Full disclosure: I experienced a similar loss as this author and underwent a similar excruciating procedure. This book, to me, is an important document as well as a beautiful memoir. I have read many accounts of the experience of losing a child before birth and this is the most complete, detailed and heartfully accurate of them all. Reading it was incredibly comforting to me. It validated my experience in a way that nothing else has. Ms. Christensen's account is very personal and particular, but in her description of the details I found that we shared so much. Only other women who have experienced this know what it feels like, and no one but this author has been able to convey it so completely and beautifully.
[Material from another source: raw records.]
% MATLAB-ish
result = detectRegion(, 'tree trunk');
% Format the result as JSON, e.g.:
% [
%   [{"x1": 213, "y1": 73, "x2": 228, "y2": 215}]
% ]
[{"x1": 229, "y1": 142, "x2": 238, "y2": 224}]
I am incredibly grateful for this book and I hope it finds an audience among the doctors, nurses, and grief counselors who serve women at one of the most difficult times of their lives.
Firstborn is a beautifully heart-wrenching memoir of a thirty-three year old first time mother. Lauren Christensen intimately details her life - from falling in love with her husband, her upbringing with an absent father and working mother, to the experience of deciding to have a child. Christensen writes in a way that allows you into her life and inside her head as she experiences the decline of her beloved grandfather and the eventual demise of her pregnancy with her daughter Simone.
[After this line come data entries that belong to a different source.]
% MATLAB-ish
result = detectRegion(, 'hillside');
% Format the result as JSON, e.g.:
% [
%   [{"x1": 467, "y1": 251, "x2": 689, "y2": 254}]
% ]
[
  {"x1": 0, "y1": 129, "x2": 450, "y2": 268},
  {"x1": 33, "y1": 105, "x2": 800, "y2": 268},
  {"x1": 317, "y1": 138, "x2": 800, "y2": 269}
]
This is so much more than a story of loss. I found myself crying often while reading this, not just because I am 23 weeks pregnant, but because it was so easy to empathize with the thought processes and experiences which Christensen so eloquently shared. She is able to honor her own experiences while letting the world know just how much her daughter meant to her. I loved the rawness presented in Firstborn. Christensen is unfiltered in her emotions and was candid about feeling the need for her mom as a grown woman. This is such a relatable feeling when you are a woman of childbearing age, especially when being pregnant and giving birth.
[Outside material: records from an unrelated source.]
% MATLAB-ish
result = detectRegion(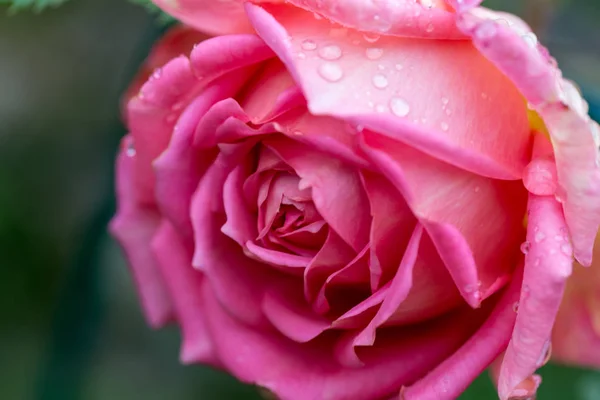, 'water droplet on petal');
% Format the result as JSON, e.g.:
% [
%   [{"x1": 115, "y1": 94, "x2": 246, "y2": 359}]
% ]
[
  {"x1": 319, "y1": 44, "x2": 342, "y2": 60},
  {"x1": 125, "y1": 139, "x2": 136, "y2": 157},
  {"x1": 363, "y1": 33, "x2": 381, "y2": 43},
  {"x1": 373, "y1": 74, "x2": 388, "y2": 89},
  {"x1": 390, "y1": 97, "x2": 410, "y2": 117},
  {"x1": 319, "y1": 62, "x2": 344, "y2": 82},
  {"x1": 560, "y1": 243, "x2": 573, "y2": 257},
  {"x1": 301, "y1": 39, "x2": 317, "y2": 51},
  {"x1": 365, "y1": 47, "x2": 383, "y2": 60},
  {"x1": 533, "y1": 232, "x2": 546, "y2": 243},
  {"x1": 475, "y1": 20, "x2": 497, "y2": 40}
]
I was happy to see a name not previously mentioned, Noah, in the acknowledgments. I hope that this means she was able to have a future successful pregnancy after her loss of Simone on February 1st, 2023. I think that many women who have experienced loss will find this memoir both comforting and empowering. Unfortunately, pregnancy and life do not always go as planned and it can be helpful to know you are not alone. I would highly recommend this book to any woman who has experienced a TFMR (termination for medical reasons), as this is so often a type of loss that is not talked about enough. There is so much love in this book and I think that is what makes it memorable as a reader.
Thank you to NetGalley, PENGUIN GROUP The Penguin Press, Penguin Press, and the author Lauren Christensen for an ARC of Firstborn in exchange for an honest review!